“Hey, Jack! Hey Diane! Great to see you two! You know, it sure is neat to reflect on how, only a few years ago, you guys first put on the life jacket and jumped into the bay! Now, you’re swimming around just like you were born here! It’s so good to have you with us!”
“Thanks, Phil. Yeah, it’s been quite the journey so far. There’s so much joy here – all the kids laughing and splashing, and the parents and families just blissfully swimming around the bay, and of course”, Jack said, looking lovingly at Diane, “we couldn’t be happier. I’ve definitely found my soul mate.” Diane added, “Also, I’m so thankful for the lifeguards who watch over us – making sure everyone obeys the rules, and follows the lesson plans – developing their strength for the big swim that we’re all sure to undertake some day. Oh, and the sunsets! Every single day, to be able to watch the sunset – how beautiful it is; its majesty and glory. There’s something about it that gives life. It almost seems like, without the sun, we would all die, even with the life jackets. Yeah, I’m just plain grateful for all that I have, and for all that I am.”

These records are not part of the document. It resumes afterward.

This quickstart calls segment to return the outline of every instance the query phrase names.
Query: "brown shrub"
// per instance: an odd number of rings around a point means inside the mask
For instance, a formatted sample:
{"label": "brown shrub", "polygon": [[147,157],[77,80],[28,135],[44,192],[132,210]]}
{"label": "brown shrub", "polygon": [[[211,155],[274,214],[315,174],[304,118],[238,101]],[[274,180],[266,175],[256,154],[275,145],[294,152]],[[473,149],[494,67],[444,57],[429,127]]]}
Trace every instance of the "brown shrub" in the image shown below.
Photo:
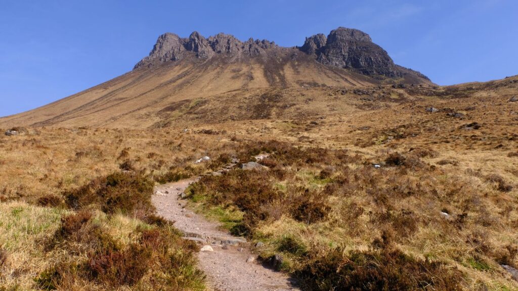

As happy as they were, as Jack swam around, enjoying the life of the bay, he couldn’t help but wonder about a few things, like, “What’s lies below? With this life jacket on, I can’t explore the depths of the bay. All I can do is swim on the surface. And any time anyone tries to swim without the life jacket, the lifeguards force the issue, threatening to kick the offender out of the bay. Plus – that sun…it just draws me. I want to get closer, to know it, to truly experience it. Something tells me that this is not only possible, it is desirable, even required. Yet, with this life jacket on, I really can’t swim fast enough or long enough to get out of the bay, much less actually follow the sun like I know in my heart I’m supposed to.” He shared these questions with Diane at first, but they remained questions – nothing to be seriously pursued. After all, the water was just fine, and he was happier than he had ever been. It didn’t seem like a good idea to rock anyone else’s world at this time.

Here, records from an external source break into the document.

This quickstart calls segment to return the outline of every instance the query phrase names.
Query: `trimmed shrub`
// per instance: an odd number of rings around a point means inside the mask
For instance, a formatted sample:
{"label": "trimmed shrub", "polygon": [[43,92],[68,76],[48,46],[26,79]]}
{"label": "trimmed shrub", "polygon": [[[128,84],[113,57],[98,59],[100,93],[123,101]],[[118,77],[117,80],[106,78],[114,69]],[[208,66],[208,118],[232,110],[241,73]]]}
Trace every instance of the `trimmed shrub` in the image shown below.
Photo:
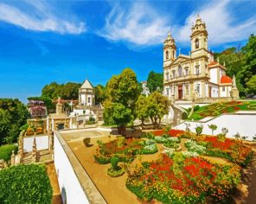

Jack was also curious about Daniel – the older guy who kind of kept to himself most of the time. He obeyed all the rules and was careful not to stand out among the other swimmers, but there was just something about him. He seemed plain enough, but he somehow gave off an aura of wisdom; but also of having been wounded or broken, as if his spirit had at one time soared, before crashing to the earth. He seemed to have scars that were not visible, but Jack somehow perceived them nonetheless. He couldn’t help feeling like Daniel “knew things”.
“You know, Phil”, Jack said one day, “I wonder what Daniel’s story is. He’s really interesting, but he sure keeps to himself. He kind of reminds me of that fish, Gill, in “Finding Nemo”. You know – the old, wise, beaten, and scarred fish who had lived outside the aquarium for so many years, who knew about a bigger world, but was hesitant to share what he knew.”

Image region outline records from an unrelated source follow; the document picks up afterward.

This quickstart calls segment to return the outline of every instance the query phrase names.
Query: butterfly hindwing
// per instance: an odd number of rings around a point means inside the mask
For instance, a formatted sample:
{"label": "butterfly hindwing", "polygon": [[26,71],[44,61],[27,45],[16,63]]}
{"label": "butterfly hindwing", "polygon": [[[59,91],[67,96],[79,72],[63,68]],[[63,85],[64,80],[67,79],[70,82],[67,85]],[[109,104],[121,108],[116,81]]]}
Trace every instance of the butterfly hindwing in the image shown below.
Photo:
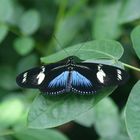
{"label": "butterfly hindwing", "polygon": [[68,71],[64,68],[51,69],[51,71],[46,74],[41,87],[39,88],[41,92],[47,94],[61,94],[65,92],[67,84]]}
{"label": "butterfly hindwing", "polygon": [[93,94],[103,87],[126,82],[128,73],[115,66],[79,62],[66,58],[60,62],[27,70],[17,77],[17,84],[37,88],[47,94],[74,92]]}

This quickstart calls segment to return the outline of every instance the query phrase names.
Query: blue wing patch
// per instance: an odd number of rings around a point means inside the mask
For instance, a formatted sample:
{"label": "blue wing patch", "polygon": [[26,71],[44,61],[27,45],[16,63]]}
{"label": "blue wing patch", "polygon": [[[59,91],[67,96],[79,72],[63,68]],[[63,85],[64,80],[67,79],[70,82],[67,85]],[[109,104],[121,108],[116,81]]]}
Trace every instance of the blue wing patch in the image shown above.
{"label": "blue wing patch", "polygon": [[66,87],[67,84],[67,79],[68,79],[68,71],[62,72],[60,75],[58,75],[57,77],[55,77],[48,85],[49,88],[51,87]]}
{"label": "blue wing patch", "polygon": [[81,75],[77,71],[72,72],[72,85],[73,86],[85,86],[85,87],[91,87],[92,84],[90,80],[88,80],[85,76]]}

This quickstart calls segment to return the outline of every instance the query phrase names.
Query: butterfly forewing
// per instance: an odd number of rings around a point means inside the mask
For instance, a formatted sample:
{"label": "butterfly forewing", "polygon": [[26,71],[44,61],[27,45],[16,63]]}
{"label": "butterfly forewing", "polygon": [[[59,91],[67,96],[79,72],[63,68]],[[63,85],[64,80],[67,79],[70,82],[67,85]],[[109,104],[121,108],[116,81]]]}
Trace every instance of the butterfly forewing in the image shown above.
{"label": "butterfly forewing", "polygon": [[98,63],[76,63],[66,58],[21,73],[17,83],[47,94],[93,94],[103,87],[123,84],[127,79],[128,73],[123,69]]}

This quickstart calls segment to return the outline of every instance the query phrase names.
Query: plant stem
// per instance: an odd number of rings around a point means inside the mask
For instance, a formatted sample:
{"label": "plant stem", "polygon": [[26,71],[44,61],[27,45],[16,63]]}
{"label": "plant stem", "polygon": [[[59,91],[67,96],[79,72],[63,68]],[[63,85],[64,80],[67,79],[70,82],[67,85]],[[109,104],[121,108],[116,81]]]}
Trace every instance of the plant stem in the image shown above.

“Well, Jack, I think I’d stay away from him. He’s expressed a few ideas that are, how do you say it, ‘outside the bay’; dangerous ideas if you ask me. I think he’s been places none of us wants to go. I even heard that he was banished from the bay many years ago, but he somehow came back. Not sure how that all works, and, I’ll tell you, I don’t want to know!”
Well, Jack was a pretty good guy – stable, cooperative, and supportive, but he did have this curious streak in him. Not only that, he somehow knew there was supposed to be more. He just felt drawn to know. Jack felt increasingly, deep inside himself, that he would eventually have to explore outside the bay, or at least underneath within the bay. Of course, he mostly shared everything with Diane, but these thoughts were so outside the norm that he withheld them for a while, even from her. He wasn’t sure how she would react, or even whether or not they were valid thoughts or feelings. After all, they had everything they wanted right here in the bay…well, almost everything. Yeah – he needed to sit on this for a while before he burdened Diane with such things.
One day, while casually swimming around, Jack just happened to find himself crossing
Daniel’s path. “Hey, Daniel”, Jack said. “How are you doing today? You know, I’ve often wanted to speak with you – get to know you a little better. You just seem like a guy who’s perhaps gone a little deeper into things, no pun intended, and I’d love to pick your brain.” Daniel looked warily at Jack. He had been approached by others before, and every time he began to talk about his experiences and beliefs, he ended up in council with the lifeguards, being told to keep his beliefs about what exists beyond the surface of the bay to himself. After all, “we don’t want to be encouraging people to do things that might prove dangerous or disharmonious”. So, Daniel was nervous about Jack’s approach, but there was something sincere and honest about him. He had likewise observed Jack from a distance, and something told him he could be trusted. He responded, “Well, thanks Jack. That’s very kind. There’s not really a lot to be told – I’ve just made some wrong turns here and there; got hurt, but learned a lot in the process. Most lessons come with a little pain, you know.”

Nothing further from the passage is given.